What Toolpath adds beyond any VCS:
- Finer granularity — multiple steps between VCS commits
- Abandoned paths — VCS tools lose deleted branches; Toolpath preserves dead ends
- Multi-perspective changes — raw diff + structural AST ops + semantic intent
- Actor provenance — link actors to external identities
- Multi-party signatures — author, reviewer, CI attestation on same artifact
- Tool-agnostic history — changes from AI agents, formatters, linters that may not create VCS commits
These questions are not yet resolved. They need more thought before the format stabilizes.
Options under consideration:
- Content-addressed — hash of (parent, actor, change, timestamp).

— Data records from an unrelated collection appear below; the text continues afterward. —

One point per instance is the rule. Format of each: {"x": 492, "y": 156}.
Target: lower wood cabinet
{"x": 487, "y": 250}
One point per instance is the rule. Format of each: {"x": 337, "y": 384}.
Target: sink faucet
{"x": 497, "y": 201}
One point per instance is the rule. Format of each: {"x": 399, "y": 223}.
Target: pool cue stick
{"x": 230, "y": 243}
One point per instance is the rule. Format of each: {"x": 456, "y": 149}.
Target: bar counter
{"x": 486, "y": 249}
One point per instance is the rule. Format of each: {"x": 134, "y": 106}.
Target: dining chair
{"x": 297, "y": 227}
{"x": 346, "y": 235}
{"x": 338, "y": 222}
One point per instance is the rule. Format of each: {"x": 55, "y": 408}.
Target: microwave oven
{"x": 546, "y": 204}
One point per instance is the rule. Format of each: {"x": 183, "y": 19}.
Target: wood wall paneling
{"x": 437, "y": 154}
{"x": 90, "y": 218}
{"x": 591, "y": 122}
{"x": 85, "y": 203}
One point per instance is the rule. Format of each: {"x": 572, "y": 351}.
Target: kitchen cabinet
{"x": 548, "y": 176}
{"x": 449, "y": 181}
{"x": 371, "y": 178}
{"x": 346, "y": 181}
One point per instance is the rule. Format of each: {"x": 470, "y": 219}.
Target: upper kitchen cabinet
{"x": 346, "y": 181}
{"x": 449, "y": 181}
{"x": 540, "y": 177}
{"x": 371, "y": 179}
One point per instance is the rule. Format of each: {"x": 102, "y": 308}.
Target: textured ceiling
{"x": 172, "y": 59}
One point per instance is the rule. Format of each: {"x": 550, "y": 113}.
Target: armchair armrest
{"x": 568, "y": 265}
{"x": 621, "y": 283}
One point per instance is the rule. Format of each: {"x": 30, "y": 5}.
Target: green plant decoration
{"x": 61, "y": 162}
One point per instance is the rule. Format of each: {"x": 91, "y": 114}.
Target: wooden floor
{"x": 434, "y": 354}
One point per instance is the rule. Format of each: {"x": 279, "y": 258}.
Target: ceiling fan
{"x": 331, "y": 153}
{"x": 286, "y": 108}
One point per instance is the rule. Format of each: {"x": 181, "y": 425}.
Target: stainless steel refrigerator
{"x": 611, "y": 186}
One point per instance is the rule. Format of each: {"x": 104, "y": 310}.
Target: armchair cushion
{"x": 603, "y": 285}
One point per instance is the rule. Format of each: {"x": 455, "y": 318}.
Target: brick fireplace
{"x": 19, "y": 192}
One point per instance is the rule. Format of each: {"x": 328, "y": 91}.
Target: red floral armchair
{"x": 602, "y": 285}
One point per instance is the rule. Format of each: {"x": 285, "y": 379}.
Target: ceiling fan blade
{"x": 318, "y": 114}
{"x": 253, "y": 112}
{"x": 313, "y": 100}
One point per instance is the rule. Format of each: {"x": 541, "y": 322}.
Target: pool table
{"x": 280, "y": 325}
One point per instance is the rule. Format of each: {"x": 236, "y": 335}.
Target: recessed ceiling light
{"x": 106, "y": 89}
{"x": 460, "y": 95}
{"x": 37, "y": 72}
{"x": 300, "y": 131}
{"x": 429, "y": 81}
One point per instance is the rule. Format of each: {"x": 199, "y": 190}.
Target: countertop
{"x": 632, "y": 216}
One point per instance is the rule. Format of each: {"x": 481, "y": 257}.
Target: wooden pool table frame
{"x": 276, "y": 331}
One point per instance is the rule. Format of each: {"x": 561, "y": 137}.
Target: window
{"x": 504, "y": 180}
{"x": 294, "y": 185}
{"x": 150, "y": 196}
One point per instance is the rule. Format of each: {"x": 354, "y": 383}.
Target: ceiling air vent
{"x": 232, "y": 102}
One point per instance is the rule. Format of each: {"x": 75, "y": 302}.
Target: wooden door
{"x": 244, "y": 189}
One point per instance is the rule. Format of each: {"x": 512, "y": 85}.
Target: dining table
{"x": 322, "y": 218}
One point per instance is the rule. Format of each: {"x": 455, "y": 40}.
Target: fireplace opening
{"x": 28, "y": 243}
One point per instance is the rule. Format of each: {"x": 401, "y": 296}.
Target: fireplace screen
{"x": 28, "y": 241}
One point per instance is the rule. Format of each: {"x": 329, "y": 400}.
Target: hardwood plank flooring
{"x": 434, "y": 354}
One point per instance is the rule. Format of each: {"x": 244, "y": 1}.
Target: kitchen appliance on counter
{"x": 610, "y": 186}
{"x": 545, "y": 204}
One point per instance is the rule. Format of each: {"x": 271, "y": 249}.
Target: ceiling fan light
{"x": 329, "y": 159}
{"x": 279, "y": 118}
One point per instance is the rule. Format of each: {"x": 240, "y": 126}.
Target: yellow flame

Good for deduplication and verification, but you can't know the ID until you've finalized the content.
- UUID — random, simple, but opaque.
- Hierarchical —
session-abc/turn-5/step-2. Readable but couples to session structure. - Sequential —
step-001,step-002within some scope.
The current examples use sequential IDs for readability. No formal requirement yet.
Options under consideration:
- Central registry — Toolpath org maintains canonical op types
- Namespaced extensions —
rust.add_method,typescript.add_interface - Schema-per-language — each language community maintains their own
- Emergent — let tools emit whatever, see what converges
Current leaning: Namespaced with a core namespace for universal ops
(e.g., core.replace, core.insert).
Options under consideration:
- Flat list — tree structure implicit via
parentrefs (current approach) - Nested tree — explicit hierarchy
- Separate index — steps stored flat, tree index computed/stored separately
The flat list is simpler for append-only logs and streaming. Querying "all descendants of step X" requires scanning, but the step counts in practice are small enough that this hasn't been a problem.
Scenarios: Agent reasoning might contain proprietary information. Human identity might need anonymization. Refs might point to internal docs.
Options under consideration:
- Reference, don't embed —
meta.refsstores URIs, not content - Redaction markers —
{"redacted": true, "reason": "..."} - Access tiers — different views for different audiences
- Encryption — sensitive fields encrypted, keys managed separately
Current leaning: Reference by default, with optional redaction markers.
Options under consideration:
- Semver —
1.2.3with compatibility rules - Date-based —
2026-01 - Extension-based — core is frozen, everything else is extensions
Current leaning: Semver for core schema, with "old readers ignore unknown fields" policy.